Arbour Hill House And Attached Screen Walls, Dovecote And Summer House is a Grade II listed building in the North Yorkshire local planning authority area, England. First listed on 13 February 1967. House. 3 related planning applications.
Arbour Hill House And Attached Screen Walls, Dovecote And Summer House
- WRENN ID
- errant-jamb-bistre
- Grade
- II
- Local Planning Authority
- North Yorkshire
- Country
- England
- Date first listed
- 13 February 1967
- Type
- House
- Source
- Historic England listing
Description
Arbour Hill House is a farmhouse, now a house, dating to around 1760. It was built for Robert Conyers Darcy, Earl of Holderness, of Hornby Castle. The building is constructed of sandstone ashlar, with roofs of concrete interlocking tiles and pantiles.
The main house is two storeys high, with three-storey end pavilions, arranged in a 1:1:3:1:1 bay arrangement, the central three bays projecting as a canted bay to both the front and rear. A plinth runs along the base. The ground floor features an arcade of round arches, with recessed blocking except for a doorway in the first bay, a round-arched sash window with thick glazing bars in the fourth bay, a door with a radial fanlight in the sixth bay, and a 20th-century window in the seventh bay. An impost band runs above the ground floor. The first floor has square window openings with flat arches, blind except for a central six-pane sash window. The end pavilions each have a blind oculus on the second floor. An eaves band runs across the front of the house and continues as a second-floor band on the pavilions. The end pavilions have pyramidal roofs, while the canted bays have semi-hexagonal roofs. A concrete interlocking tile roof covers the main section of the house. A central octagonal chimney rises from the roof ridge.
Attached to the main house are single-storey screen walls, each containing a doorway with a plain surround. To the left is a two-storey dovecote with a boarded door in a plain surround with a keyed lintel on the ground floor, a first-floor band, projecting ledges for birds to alight on, and a pyramidal roof. To the right is a two-storey summer house with a first-floor band and a pyramidal roof.

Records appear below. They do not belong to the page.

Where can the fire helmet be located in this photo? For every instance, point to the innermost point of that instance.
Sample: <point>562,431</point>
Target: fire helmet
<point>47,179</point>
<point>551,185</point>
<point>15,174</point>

The rear of the house shows a similar ground-floor round arcade with recessed blocking, round-arched sash windows with glazing bars in the first, sixth and seventh bays, and a part-glazed door with a fanlight in the fourth bay. The rest of the ground-floor bays are blind. The first floor has unequally-hung 12-pane sash windows in the first, second, fourth, sixth and seventh bays. Second-floor oculi are present in the end pavilions. The rear of the summer house and dovecote also features a blind oculus set into the first-floor band.
The left return of the dovecote has an oculus set into the band; the right return has a boarded door in a plain surround with a keyed lintel on the ground floor, and a first-floor doorway above. The left return of the summer house has two doorways with plain surrounds and keyed lintels on the ground floor, one part-blocked to the left, and a part-glazed door to the right; the right return has a blind oculus set into the first-floor band.
The interior of the house features round arches in the walls of the ground-floor front room in the canted bay. In the sixth bay, there's an 18th-century open well staircase with stick balusters. The house is of a similar design to Street House in Ainderby Mires, which is constructed of brick.